Large organizations operationalize RBAC through a few proven patterns:

  1. GitOps all RBAC manifests. Store every Role, ClusterRole, RoleBinding, and ClusterRoleBinding in Git. No manual kubectl create role in production — pull requests enforce peer review, and drift is caught automatically.
  2. Namespace-per-team isolation. Each team owns exactly the namespaces assigned to them; their ServiceAccounts have no cross-namespace permissions. Shared platform services use dedicated namespaces with explicitly scoped bindings.
  3. Time-bound escalation. For break-glass scenarios, grant cluster-admin via a ClusterRoleBinding with an ownerReference pointing to a TTL-based Job, or use tools like Teleport or Pomerium for JIT (just-in-time) access that auto-revokes after a session ends.
  4. Regular permission reviews. Run kubectl auth reconcile --dry-run to detect drift. Schedule quarterly audits that compare current bindings against the GitOps-declared state and flag any ServiceAccount with secrets get or namespace-wide create permissions.

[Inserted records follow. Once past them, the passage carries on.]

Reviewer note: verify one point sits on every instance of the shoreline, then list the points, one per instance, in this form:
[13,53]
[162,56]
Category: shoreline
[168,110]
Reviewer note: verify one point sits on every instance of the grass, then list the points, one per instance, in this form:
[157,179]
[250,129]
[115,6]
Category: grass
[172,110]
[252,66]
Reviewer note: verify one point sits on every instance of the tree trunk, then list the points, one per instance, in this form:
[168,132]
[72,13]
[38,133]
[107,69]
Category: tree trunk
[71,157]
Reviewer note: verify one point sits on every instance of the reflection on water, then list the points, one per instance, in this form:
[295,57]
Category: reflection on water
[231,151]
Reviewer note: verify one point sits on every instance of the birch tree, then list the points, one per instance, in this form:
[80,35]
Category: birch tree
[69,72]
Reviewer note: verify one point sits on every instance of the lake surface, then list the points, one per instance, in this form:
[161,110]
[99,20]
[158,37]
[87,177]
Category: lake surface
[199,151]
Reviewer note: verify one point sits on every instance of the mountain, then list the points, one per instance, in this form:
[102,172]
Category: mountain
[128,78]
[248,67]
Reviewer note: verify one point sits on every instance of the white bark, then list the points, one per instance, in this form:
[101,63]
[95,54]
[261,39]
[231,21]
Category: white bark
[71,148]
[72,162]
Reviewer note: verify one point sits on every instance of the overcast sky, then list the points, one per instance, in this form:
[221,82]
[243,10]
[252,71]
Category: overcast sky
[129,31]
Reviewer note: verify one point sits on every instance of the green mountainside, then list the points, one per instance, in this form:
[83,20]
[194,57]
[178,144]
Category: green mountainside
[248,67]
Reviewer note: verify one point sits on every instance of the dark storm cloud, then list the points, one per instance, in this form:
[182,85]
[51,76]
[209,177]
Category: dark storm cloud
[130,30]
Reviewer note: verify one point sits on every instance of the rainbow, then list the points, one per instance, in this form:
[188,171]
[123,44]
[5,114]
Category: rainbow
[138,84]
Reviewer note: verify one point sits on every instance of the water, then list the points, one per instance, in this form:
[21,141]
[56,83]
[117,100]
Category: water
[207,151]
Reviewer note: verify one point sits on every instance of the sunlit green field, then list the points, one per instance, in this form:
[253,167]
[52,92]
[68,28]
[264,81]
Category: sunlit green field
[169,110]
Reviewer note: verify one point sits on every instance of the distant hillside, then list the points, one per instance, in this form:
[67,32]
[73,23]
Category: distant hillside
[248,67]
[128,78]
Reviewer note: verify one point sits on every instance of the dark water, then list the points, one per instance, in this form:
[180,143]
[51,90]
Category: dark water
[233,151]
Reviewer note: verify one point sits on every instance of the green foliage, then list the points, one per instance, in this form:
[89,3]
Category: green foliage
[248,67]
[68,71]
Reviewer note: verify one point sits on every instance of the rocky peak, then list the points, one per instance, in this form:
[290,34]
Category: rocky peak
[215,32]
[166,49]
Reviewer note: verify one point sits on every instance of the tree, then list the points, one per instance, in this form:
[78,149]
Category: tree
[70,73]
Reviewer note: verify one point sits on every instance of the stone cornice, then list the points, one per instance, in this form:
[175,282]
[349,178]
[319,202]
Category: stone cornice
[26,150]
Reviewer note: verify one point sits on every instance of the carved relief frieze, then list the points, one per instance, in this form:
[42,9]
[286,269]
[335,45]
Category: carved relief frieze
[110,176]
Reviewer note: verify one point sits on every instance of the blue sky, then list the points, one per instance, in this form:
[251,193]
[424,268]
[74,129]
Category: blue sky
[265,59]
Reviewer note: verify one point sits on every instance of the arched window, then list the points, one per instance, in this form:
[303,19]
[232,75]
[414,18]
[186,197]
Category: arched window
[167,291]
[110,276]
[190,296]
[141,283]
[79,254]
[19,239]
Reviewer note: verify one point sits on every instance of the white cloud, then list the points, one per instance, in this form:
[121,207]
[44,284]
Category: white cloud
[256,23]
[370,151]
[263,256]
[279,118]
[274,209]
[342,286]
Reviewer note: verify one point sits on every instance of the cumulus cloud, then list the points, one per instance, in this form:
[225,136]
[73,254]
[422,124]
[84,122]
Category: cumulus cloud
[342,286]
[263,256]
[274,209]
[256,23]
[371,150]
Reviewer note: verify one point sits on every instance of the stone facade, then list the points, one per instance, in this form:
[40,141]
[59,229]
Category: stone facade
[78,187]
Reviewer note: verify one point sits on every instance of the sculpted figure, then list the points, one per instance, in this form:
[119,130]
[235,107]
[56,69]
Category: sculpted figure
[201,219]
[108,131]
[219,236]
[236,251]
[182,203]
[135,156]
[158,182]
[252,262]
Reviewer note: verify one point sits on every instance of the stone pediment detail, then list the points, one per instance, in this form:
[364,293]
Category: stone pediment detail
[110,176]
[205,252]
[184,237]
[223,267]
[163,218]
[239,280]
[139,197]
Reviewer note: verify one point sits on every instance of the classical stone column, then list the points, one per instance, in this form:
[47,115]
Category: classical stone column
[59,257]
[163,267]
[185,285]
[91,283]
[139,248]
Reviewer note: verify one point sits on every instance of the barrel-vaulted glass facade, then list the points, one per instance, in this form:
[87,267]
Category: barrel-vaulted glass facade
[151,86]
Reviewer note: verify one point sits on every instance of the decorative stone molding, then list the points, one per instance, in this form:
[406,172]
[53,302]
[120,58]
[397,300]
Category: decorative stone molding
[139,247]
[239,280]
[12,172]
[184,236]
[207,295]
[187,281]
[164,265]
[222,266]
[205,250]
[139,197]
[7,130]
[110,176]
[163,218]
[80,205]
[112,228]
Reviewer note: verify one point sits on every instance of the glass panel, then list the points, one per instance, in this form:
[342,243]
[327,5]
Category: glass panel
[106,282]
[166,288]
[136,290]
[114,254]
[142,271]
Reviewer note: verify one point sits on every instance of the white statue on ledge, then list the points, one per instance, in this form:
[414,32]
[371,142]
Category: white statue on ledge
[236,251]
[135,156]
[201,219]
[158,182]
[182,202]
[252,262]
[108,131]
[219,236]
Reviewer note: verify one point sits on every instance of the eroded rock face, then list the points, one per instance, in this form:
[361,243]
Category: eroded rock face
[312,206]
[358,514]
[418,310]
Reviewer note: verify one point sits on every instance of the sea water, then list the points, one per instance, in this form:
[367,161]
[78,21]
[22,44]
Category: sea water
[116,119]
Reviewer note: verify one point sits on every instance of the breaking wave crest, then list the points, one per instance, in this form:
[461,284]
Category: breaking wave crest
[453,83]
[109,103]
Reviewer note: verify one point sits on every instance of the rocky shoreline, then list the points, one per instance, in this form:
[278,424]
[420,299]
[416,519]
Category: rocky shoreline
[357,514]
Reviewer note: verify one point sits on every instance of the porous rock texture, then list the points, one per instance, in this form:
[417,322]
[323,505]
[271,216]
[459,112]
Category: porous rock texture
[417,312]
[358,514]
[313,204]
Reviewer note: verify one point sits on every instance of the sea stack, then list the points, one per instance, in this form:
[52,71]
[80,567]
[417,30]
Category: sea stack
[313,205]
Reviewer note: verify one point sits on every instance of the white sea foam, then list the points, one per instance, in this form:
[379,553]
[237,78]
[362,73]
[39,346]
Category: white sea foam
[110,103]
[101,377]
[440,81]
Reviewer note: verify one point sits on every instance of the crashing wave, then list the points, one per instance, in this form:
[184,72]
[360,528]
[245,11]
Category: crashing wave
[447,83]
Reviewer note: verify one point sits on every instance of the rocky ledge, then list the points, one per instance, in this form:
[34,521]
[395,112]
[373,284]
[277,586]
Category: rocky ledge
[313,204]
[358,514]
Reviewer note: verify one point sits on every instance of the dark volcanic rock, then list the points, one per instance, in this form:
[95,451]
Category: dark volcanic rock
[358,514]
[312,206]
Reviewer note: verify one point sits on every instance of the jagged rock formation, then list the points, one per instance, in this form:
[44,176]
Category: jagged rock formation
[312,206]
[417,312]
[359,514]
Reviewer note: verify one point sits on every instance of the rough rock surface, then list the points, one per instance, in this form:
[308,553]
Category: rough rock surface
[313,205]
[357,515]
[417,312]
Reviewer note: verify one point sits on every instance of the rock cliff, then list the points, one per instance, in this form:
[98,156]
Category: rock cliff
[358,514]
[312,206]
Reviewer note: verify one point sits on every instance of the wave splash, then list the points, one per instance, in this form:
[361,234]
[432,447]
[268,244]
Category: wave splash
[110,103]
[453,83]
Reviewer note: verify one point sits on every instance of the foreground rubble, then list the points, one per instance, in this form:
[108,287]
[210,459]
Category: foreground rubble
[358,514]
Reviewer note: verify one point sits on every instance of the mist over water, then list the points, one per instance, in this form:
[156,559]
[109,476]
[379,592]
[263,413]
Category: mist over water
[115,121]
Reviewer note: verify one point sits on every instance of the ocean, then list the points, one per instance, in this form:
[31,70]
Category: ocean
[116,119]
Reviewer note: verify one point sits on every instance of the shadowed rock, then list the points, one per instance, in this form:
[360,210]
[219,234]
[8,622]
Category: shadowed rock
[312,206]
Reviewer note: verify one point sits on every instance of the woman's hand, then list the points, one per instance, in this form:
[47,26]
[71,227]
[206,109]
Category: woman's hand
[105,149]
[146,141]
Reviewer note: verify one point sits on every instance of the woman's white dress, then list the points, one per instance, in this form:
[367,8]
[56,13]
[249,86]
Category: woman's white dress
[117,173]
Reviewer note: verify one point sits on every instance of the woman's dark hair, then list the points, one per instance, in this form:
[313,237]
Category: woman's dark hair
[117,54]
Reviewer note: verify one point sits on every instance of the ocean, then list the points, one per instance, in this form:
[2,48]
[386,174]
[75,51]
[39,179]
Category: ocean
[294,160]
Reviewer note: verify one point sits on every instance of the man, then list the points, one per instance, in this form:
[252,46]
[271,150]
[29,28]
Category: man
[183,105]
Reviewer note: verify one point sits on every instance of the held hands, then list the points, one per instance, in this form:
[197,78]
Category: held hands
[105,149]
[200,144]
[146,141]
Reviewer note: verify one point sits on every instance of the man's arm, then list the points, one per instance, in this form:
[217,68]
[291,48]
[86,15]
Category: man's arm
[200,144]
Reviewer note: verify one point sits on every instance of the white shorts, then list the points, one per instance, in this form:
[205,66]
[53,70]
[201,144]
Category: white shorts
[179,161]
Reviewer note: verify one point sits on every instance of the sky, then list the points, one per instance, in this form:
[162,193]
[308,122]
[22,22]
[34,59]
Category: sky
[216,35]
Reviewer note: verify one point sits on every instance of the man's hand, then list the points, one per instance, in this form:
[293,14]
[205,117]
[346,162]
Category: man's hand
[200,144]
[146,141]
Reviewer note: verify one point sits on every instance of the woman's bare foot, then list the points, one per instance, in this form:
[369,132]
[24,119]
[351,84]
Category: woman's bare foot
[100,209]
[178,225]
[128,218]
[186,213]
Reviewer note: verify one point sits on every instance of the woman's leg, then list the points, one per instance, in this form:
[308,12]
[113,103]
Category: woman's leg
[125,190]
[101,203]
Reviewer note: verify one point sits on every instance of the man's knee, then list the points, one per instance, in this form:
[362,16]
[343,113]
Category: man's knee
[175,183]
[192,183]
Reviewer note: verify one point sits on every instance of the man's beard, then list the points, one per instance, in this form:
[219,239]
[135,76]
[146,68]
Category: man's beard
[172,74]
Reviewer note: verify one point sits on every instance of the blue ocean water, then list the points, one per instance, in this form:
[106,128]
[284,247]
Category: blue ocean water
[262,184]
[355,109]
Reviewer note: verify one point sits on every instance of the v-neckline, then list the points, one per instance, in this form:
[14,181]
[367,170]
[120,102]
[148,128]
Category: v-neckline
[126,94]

RBAC does not restrict data-plane traffic. A pod with no RBAC permissions can still open TCP connections to other pods. Network Policies (lesson 5 in the networking tutorial) and service meshes with mutual TLS handle workload-to-workload authorization — RBAC only governs Kubernetes API access.

Mastering RBAC is what separates engineers who can deploy Kubernetes from engineers who can operate it safely. Every concept in this tutorial — admission webhooks, custom operators, multi-tenancy — rests on the RBAC foundation you have built here.